Certains policiers mal à l’aise avec l’arrestation quotidienne des migrants: l’un d’entre eux témoigne

Des policiers seraient mal à l’aise avec les arrestations quotidiennes de migrants dans notre pays. Marc Duplessis, policier et membre permanent CGSP, est venu témoigner à ce sujet sur le plateau de "C’est pas tous les jours dimanche".

"Les policiers se sentent mal à l’aise d’exécuter un nombre d’ordres ordonnés par le gouvernement, affirme Marc Duplessis, policier et membre permanent CGSP. On se demande s’il y a une volonté de la part de ce gouvernement de résoudre le problème à la base." Qu’est-ce qui pose concrètement problème aux policiers, l’interroge Christophe Deborsu. "Chaque fois, reprendre les gens dans un parc, pour les déposer dans les bureaux et devoir retourner le lendemain dans le parc pour en ressortir les mêmes gens, c’est un problème. Structurellement, nous disons, à la CGSP, qu’il faut prévoir au moins des centres d’hébergement. Après, j’entends Theo Francken dire qu’il dépense déjà autant de millions d’euros pour prendre les gens qui sont régularisés en Belgique et qu’il ne va pas redépenser autant de centaines de millions pour héberger ceux qui sont ici pas encore connus. Il dit non. Il ne sait pas financer ça et prends le citoyen en otage."

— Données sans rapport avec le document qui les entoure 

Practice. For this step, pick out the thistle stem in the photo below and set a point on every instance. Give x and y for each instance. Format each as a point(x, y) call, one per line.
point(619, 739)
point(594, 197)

En tant que grand-père, Marc Duplessis est particulièrement touché. "Quand vous voyez dans un parc des petits enfants de 3 ou 4 ans qui sont trempés par la pluie et que le gouvernement ne fait rien pour les accueillir dans des lieux dignes…"


"On peut douter de la parole de chacun"

Il explique également que la police est une organisation très pointue et que "chaque policier qui refuse un ordre peut perdre son emploi". Concernant le projet de perquisitions à domicile, Marc Duplessis souligne un point interpellant. "C’est indiqué que nous aurons une confirmation orale, confirmée par après dans les 24h ou 48h par un écrit. Qui dit que ceci va être signé ? Je ne suis pas d’accord. On vit dans un pays où on peut douter de la parole de chacun. Je ne dis pas que je mets en doute la parole de la justice, mais supposons que la personne qui vous ait donné oralement l’ordre de faire ça tombe mort 12 heures plus tard… Qui va signer ce document ? On rentre dans un domicile, il y a des émeutes dans la maison, dégradations… Le policier sera autant la victime. La police est déjà surchargée, ceci va encore augmenter les tâches."